By District Energy posted 06-14-2022 16:50


News and Tribune


With environmental groups continuing to pressure utilities to develop and adopt cleaner and more cost-effective technologies for generating and delivering energy to the nation’s power grid, a joint research project based in Indiana may offer a road map for utilizing nuclear energy as part of a “green portfolio.”

In late April, Purdue University and Duke Energy announced a plan to jointly explore the feasibility of using nuclear energy to meet long-term energy needs at the university’s West Lafayette campus.

The research project focuses on studying power produced through small modular reactors (SMRs), which the International Atomic Energy Agency has indicated are among the most promising technologies when it comes to nuclear power.

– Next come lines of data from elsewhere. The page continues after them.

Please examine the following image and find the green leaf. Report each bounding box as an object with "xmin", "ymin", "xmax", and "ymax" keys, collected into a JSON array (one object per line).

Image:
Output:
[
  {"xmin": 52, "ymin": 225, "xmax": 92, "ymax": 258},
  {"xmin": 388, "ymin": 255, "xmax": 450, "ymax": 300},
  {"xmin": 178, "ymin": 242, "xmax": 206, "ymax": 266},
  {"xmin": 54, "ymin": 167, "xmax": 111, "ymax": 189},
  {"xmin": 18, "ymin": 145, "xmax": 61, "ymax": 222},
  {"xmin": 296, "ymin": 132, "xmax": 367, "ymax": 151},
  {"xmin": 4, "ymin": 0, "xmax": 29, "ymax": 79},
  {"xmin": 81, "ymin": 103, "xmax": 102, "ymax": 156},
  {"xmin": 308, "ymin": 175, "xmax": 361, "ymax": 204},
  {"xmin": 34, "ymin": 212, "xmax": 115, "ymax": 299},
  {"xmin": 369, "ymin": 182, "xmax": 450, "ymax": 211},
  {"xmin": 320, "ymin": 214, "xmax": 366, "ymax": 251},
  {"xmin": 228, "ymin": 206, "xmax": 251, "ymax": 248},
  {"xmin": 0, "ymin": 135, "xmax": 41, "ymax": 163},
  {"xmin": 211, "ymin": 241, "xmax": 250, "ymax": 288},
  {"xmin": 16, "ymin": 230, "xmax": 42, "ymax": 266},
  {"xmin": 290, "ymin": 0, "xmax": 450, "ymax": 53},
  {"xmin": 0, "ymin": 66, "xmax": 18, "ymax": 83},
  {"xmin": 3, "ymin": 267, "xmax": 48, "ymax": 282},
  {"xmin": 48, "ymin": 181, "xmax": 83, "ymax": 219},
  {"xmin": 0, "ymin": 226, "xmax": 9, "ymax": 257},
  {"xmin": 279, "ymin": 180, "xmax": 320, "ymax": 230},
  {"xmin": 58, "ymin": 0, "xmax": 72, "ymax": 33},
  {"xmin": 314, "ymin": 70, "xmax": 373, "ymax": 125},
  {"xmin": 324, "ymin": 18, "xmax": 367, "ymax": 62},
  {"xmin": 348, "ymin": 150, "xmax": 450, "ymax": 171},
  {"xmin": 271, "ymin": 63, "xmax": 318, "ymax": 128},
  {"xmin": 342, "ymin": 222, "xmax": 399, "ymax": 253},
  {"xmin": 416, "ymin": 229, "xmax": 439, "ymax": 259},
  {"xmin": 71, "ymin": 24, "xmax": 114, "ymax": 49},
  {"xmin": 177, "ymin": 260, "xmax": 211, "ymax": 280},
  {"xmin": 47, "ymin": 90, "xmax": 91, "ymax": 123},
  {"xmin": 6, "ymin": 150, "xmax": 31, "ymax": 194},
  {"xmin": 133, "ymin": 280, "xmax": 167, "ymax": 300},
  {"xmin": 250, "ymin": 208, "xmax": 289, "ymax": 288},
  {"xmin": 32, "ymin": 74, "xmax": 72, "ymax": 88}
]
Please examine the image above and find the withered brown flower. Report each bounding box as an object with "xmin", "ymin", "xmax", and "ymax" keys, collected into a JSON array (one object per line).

“No other option holds as much potential to provide reliable, adequate electric power with zero carbon emissions,” Purdue President Mitch Daniels said in a news release.

Although there are no SMRs in commercial production, a design approved last fall by the U.S. Nuclear Regulatory Commission could accelerate production, lower costs and improve safety over traditional reactors. Other designs would allow the reactors to be built with the ability to produce between 50 and 300 megawatts of electricity — instead of the nearly 1,000 megawatts generated by traditional nuclear reactors.

“While there are various designs in SMRs, the physics behind the technology is nothing new,” said Dr. Seungjin Kim, head of the School of Nuclear Engineering at Purdue and one of the university’s lead researchers on the project.